In one study, a nitrate drug alone dropped mean blood pressure from about 109 to 70 mmHg. When sildenafil was taken first, the same nitrate dropped blood pressure from about 100 to 54 mmHg, a 46% decline compared to 35% without sildenafil. That difference can cause fainting, heart attack, or stroke. This combination is an absolute contraindication, meaning the two should never be used together in any form. The same applies to recreational nitrates like amyl nitrite (“poppers”).
Other Drug Interactions to Know About
Alpha-blockers, often prescribed for enlarged prostate or high blood pressure, also lower blood pressure through vessel relaxation. Taking them alongside Viagra can stack that effect and cause dizziness or fainting, especially when standing up. If you take an alpha-blocker, your prescriber will typically start sildenafil at the lowest dose.
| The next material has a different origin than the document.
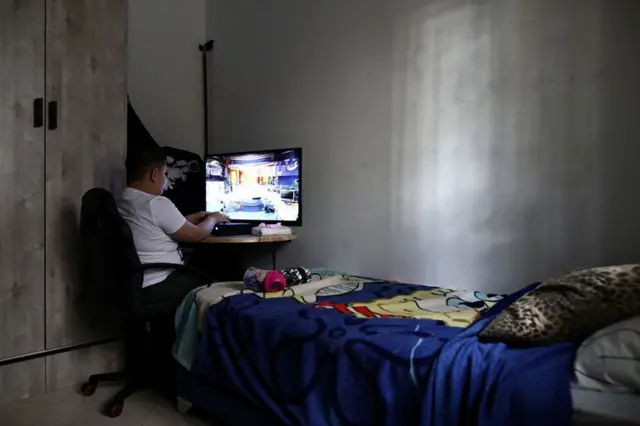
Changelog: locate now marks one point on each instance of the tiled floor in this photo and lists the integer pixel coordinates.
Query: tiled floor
(67, 408)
Certain HIV medications, particularly ritonavir, dramatically increase sildenafil levels in the blood, roughly 11-fold. This means a standard dose effectively becomes a much larger one, raising the likelihood of every side effect on this list. People taking ritonavir are generally limited to 25 mg of sildenafil no more than once every 48 hours.
Sildenafil is also contraindicated with a class of drugs called guanylate cyclase stimulators, used for pulmonary hypertension. The combination causes an unsafe blood pressure drop through a similar overlapping mechanism.
Who Faces Higher Risks
Viagra is not recommended for people who have had a heart attack, stroke, or life-threatening irregular heartbeat within the past six months. It’s also not appropriate for those with resting blood pressure below 90/50 or above 170/110, unstable angina, or heart failure. The concern isn’t primarily the drug itself but the physical exertion of sexual activity in someone with an unstable cardiovascular system. Sildenafil adds a mild blood-pressure-lowering effect on top of that exertion, which can tip the balance in someone already at risk.